Garcia left the Marin Theatre Company in Mill Valley, California, to join Founder and Director Carmen Morgan at artEquity, which has worked extensively with Theatre Communications Group (the national service bureau for the theatre industry) to normalize EDI values as a priority at its nearly 500 member organizations. For the past 2½ years, Garcia has presented artEquity’s nationally recognized EDI training to employees, staff and trustees of performing-arts organizations throughout the country, including the DCPA.

“I could not be more delighted that Lydia will lead the DCPA’s efforts to further advance its commitment to equity, diversity and inclusion,” said Morgan. “The pairing of a theatre professional who possesses a deep passion for social justice with a theatre organization that is at the cusp of a transformation is the ultimate goal of this work.”

Putting words into practice

Garcia’s primary responsibilities at the DCPA will include:

  • Identifying and removing internal policies and practices that are barriers to equity.
  • Facilitating employee EDI training.
  • Helping to assess the equity and inclusion competency of potential staff hires.
  • Fostering a unified culture throughout the DCPA where all team members feel welcomed and valued.

But to start, Garcia, said, her primary duty will be to listen.

“One of my hopes is to get to know on a real personal level every single member of the staff at the DCPA,” she said. “Part of my work is going to be to find patterns in the experiences that people are able to share with me about their day-to-day experiences, and then link those back to the DCPA’s values and policies.”

Garcia is well aware that only a handful of performing-arts organizations in the country have had the resources to create a position like hers, which makes the territory ahead of her in Denver largely uncharted.

“One of the challenges for all of us in EDI is that we are trying to imagine a world that hasn’t yet existed,” she said. “For us to do that, we really have to push past what we’ve always known.”

Garcia was chosen from among a field of 178 candidates identified through a national search headed by ZRG Partners.
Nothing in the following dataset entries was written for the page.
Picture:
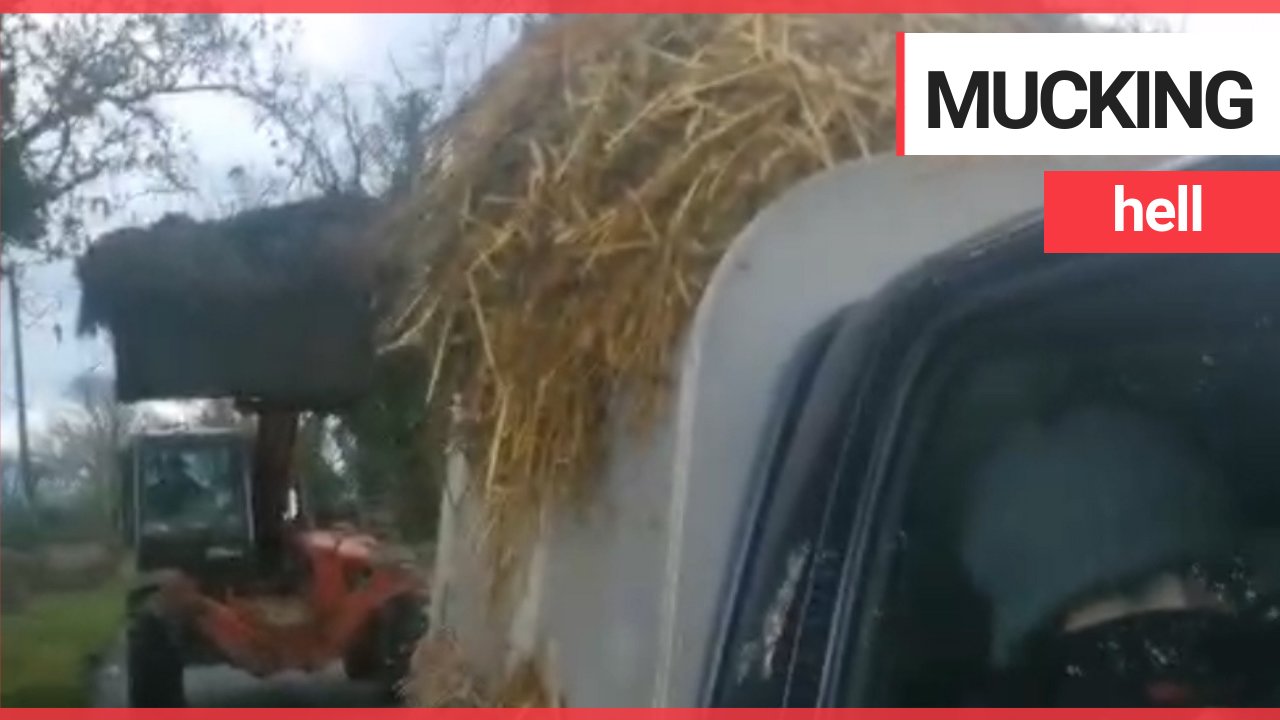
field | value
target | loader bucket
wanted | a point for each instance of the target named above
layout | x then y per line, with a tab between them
270	305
She joins an Executive Leadership team at the DCPA that also includes:

  • Chris Coleman: Artistic Director, Theatre Company
  • John Ekeberg: Executive Director, Broadway
  • Gretchen Hollrah: Chief Operating Officer
  • Lisa Mallory: Vice President, Marketing and Sales
  • Yovani Pina: Vice President, Information Technology
  • Janice Sinden: President and CEO
  • Shelley Thompson: Vice President, Development
  • Charles Varin: Managing Director, Theatre Company
  • Allison Watrous: Executive Director of Education and Community Engagement

John Moore was named one of the 12 most influential theater critics in the U.S. by American Theatre Magazine. He has since taken a groundbreaking position as the Denver Center’s Senior Arts Journalist.